This paper is concerned with estimating the predictable variation of extratropical daily weather statistics ("stormtracks") associated with sea surface temperature (SST) changes on interannual to interdecadal scales, and its magnitude relative to the unpredictable noise. The SST-forced stormtrack signal in each winter in 1950-99 is defined as the ensemble-mean stormtrack anomaly obtained in an ensemble of atmospheric general circulation model (GCM) integrations with prescribed observed anomalous SSTs, and the noise as the standard deviation of the ensemble members from the ensemble-mean. Two sets of 12-member ensembles available from two modeling centers (NCAR and NCEP), with anomalous SSTs prescribed either globally or in the tropics alone, are used. Since the stormtrack signals cannot be derived directly from the archived GCM output, they are diagnosed from the 200 mb height signals by an empirical linear "storm track model" (STM). For two particular winters (the El Nino of JFM 1987 and the La Nina of JFM 1989), the stormtrack signals and noise are estimated directly, and more accurately, by generating additional large (60-member) ensembles with the NCEP GCM. The linear STM is shown to be remarkably successful at capturing the GCM's stormtrack signal in these two winters, and is therefore argued to be suitable for estimating the signal in the other winters.
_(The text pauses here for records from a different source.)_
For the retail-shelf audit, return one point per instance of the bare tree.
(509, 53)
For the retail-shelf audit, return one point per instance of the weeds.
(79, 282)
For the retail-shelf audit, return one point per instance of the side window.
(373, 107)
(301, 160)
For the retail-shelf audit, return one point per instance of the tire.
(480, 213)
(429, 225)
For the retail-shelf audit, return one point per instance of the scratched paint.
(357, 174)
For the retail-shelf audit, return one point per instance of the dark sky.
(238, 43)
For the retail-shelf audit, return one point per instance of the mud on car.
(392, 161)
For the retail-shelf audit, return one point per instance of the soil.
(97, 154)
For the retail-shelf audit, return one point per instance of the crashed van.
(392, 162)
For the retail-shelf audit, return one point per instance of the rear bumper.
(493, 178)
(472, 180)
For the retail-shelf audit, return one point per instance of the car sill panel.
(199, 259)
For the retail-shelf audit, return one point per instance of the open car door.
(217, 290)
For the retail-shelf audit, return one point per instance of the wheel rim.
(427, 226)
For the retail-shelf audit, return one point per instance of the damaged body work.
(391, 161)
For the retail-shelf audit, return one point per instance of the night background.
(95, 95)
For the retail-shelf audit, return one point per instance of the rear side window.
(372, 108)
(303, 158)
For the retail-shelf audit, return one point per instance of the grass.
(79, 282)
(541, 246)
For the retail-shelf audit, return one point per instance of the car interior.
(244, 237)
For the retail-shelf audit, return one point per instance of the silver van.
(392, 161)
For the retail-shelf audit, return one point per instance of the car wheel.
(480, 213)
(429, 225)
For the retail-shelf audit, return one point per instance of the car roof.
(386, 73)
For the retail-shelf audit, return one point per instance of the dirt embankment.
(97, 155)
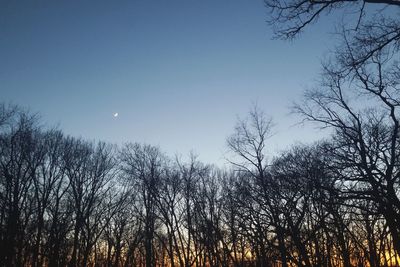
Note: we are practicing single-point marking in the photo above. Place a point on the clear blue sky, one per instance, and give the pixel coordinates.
(179, 73)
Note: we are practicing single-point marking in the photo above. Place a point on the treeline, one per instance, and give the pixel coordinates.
(65, 201)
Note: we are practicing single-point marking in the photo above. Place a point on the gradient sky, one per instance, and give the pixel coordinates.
(179, 73)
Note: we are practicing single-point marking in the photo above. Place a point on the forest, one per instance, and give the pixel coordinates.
(67, 201)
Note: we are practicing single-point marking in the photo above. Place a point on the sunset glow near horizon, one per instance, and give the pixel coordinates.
(174, 74)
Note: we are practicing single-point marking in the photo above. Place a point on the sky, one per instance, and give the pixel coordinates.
(179, 73)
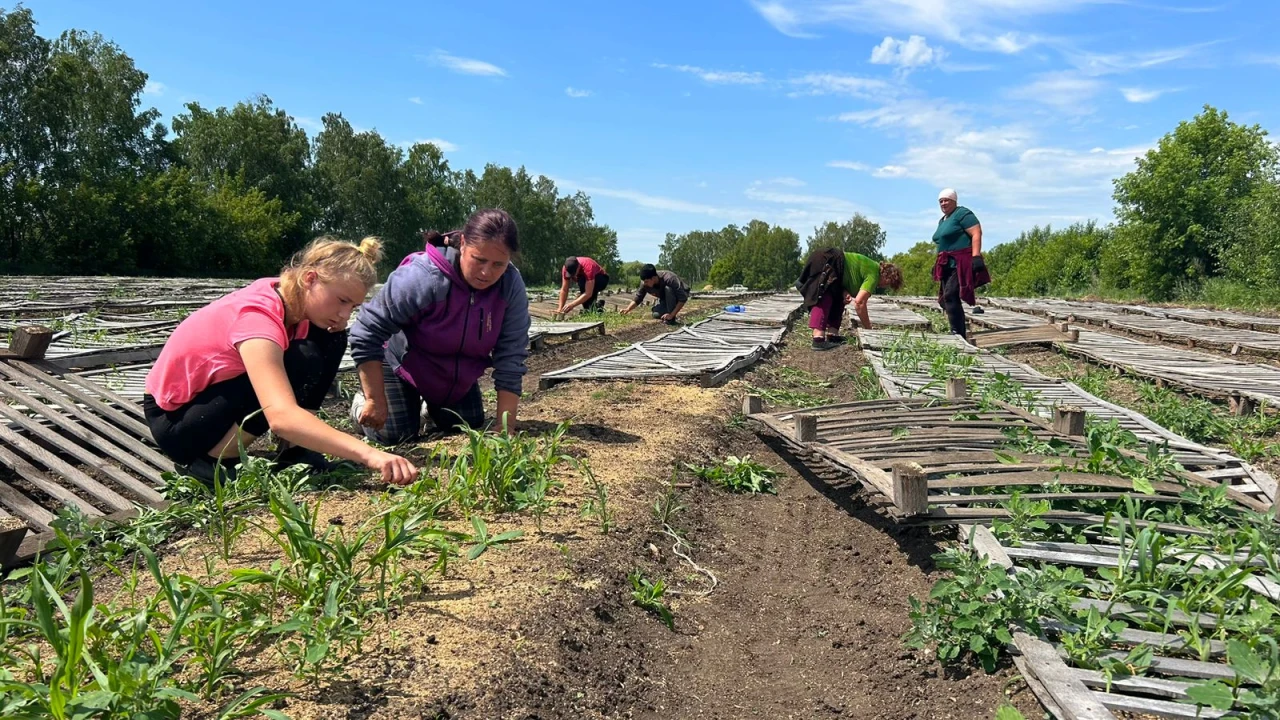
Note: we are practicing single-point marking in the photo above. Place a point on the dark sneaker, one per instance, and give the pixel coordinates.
(204, 469)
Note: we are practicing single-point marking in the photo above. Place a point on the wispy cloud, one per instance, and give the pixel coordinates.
(310, 123)
(444, 145)
(717, 77)
(836, 83)
(1116, 63)
(1065, 91)
(981, 24)
(1141, 95)
(912, 53)
(464, 65)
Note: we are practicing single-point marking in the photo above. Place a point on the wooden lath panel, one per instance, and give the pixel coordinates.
(69, 442)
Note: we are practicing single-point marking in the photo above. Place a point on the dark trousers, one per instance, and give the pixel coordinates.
(193, 429)
(951, 304)
(602, 281)
(667, 302)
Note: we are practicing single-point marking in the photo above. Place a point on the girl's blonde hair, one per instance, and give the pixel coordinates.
(330, 259)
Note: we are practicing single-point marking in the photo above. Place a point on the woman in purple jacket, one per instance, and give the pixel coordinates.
(443, 317)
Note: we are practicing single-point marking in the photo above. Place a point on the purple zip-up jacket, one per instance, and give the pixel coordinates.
(439, 335)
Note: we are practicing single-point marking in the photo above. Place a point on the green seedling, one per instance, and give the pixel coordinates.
(648, 596)
(739, 474)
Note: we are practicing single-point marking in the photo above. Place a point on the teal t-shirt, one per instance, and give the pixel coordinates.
(860, 273)
(951, 229)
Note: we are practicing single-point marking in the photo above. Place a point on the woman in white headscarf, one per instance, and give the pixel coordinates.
(959, 268)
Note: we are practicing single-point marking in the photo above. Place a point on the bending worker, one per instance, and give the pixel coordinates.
(263, 358)
(438, 323)
(592, 279)
(832, 279)
(667, 287)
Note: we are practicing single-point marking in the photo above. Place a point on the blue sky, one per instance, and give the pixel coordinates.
(690, 115)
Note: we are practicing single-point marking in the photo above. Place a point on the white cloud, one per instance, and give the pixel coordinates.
(444, 145)
(310, 123)
(717, 77)
(836, 83)
(464, 65)
(1065, 91)
(927, 117)
(982, 24)
(781, 18)
(1139, 95)
(1115, 63)
(912, 53)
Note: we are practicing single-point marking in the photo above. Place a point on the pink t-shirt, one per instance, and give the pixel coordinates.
(585, 267)
(204, 349)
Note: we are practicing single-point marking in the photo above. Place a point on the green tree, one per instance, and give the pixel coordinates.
(359, 183)
(917, 265)
(254, 145)
(856, 235)
(1173, 206)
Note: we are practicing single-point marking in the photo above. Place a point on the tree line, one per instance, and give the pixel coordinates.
(1197, 219)
(91, 182)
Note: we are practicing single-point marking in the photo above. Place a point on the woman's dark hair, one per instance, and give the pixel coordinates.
(490, 226)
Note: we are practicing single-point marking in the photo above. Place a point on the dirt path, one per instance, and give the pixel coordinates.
(807, 620)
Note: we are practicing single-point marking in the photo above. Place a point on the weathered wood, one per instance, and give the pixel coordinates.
(40, 481)
(807, 428)
(140, 490)
(31, 341)
(92, 419)
(910, 490)
(1069, 693)
(1069, 420)
(12, 533)
(82, 482)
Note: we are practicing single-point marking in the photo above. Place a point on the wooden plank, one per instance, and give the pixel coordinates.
(71, 474)
(32, 376)
(1069, 693)
(124, 404)
(27, 509)
(40, 481)
(12, 533)
(132, 443)
(141, 490)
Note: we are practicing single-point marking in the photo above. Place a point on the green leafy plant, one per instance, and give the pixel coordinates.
(1257, 666)
(737, 474)
(648, 595)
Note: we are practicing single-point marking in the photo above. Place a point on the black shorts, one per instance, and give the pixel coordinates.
(193, 429)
The principal result from this analysis is that there is a significant SST-forced stormtrack signal in each winter, but one that varies substantially from case to case. The correlation of the SST-forced and observed stormtrack anomalies is high enough in the Pacific-North American (PNA) sector to be useful. Most, but not all, of this predictability is associated with tropical Pacific SST forcing. The central Pacific (Nino-4) is somewhat more important than the eastern Pacific (Nino-3) in this regard. Variations of the pattern anomaly correlation from winter to winter, and among 5-winter averages, are generally consistent with variations of the signal strength, and to that extent are identifiable a priori. The greater predictability of the Pacific storm track in the second half of the 50-year record, as well as the 50-year stormtrack trend, are thus consistent with the stronger ENSO SST forcing in the second half. None of these conclusions apply in the Euro-Atlantic sector, where the correlations of the SST-forced and observed stormtrack anomalies are much lower. Given also that they are inconsistent with the estimated signal to noise ratios, substantial GCM error in representing the regional circulation response to tropical SST forcing, rather than intrinsically low Euro-Atlantic stormtrack predictability, is argued to be behind these low correlations.